Automating Snowpipe with Amazon EventBridge

A more powerful and flexible pipeline for auto-loading data into Snowflake

Snowflake has (rather quietly!) released support for Snowpipe auto-ingest with Amazon EventBridge, in public preview. This option provides an alternative to existing approaches that require configuring a S3 Event Notification.

This blog will dive deep into this new option help you decide whether this approach suits your current Snowflake + AWS architecture, and guide you through the process of setting this up.

Background

Since its release into GA way back in December 2018, Snowpipe provided an mechanism for Data Engineers to set up low-latency event-driven ingestion pipelines from cloud storage services, such as Amazon S3, to Snowflake.

Snowflake has previously offered three main options for automating Snowpipe on AWS:

  1. Route S3 Event Notifications directly to a Snowflake-managed Amazon Simple Queue Service (SQS)
  2. Route S3 Event Notifications to a Snowflake-managed Amazon Simple Queue Service (SQS) via a customer-managed Amazon Simple Notification Service (SNS)
  3. Hand-roll your own automation via the Snowpipe REST API

Challenges with Existing Methods

The first two options remain the most common method and remains to this day a robust solution with minimal set-up and configuration required to get up and running.

However, at larger organisational scales where multiple teams or services require access to the same events, some challenges may pop up, primarily due to limitations with Amazon S3 Event Notifications:

  • Amazon S3 Notifications cannot route events from overlapping prefixes/suffixes. Teams often needed to work around this by introducing a broker service in-between S3 notifications and Snowpipe SQS, typically with services such as SNS or Lambda.
  • PUT notification API performs an atomic operation, which overwrites any existing configuration on a bucket.
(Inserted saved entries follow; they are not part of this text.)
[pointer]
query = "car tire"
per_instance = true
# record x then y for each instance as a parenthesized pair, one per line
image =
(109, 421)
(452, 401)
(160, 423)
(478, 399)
Therefore, if notifications are deployed by multiple services, each service needed to ensure configuration updates don’t overwrite each other.
  • S3 Notifications are not deployed as a discrete resource by some Infrastructure-as-Code tools such as CloudFormation, and instead handled as a property of the S3 bucket itself. This made automated deployments with CI/CD challenging if the team/org deploys services using these notifications from multiple repositories.

If any of these points resonate with your current team and architecture, read on!

Benefits of Amazon Eventbridge

Amazon Web Services, in the meanwhile, made numerous strides in allowing customers to build powerful event-driven architectures at scale, most notably through the release of Amazon EventBridge in mid-2019, with additional capability to directly send S3 events to it in late 2021.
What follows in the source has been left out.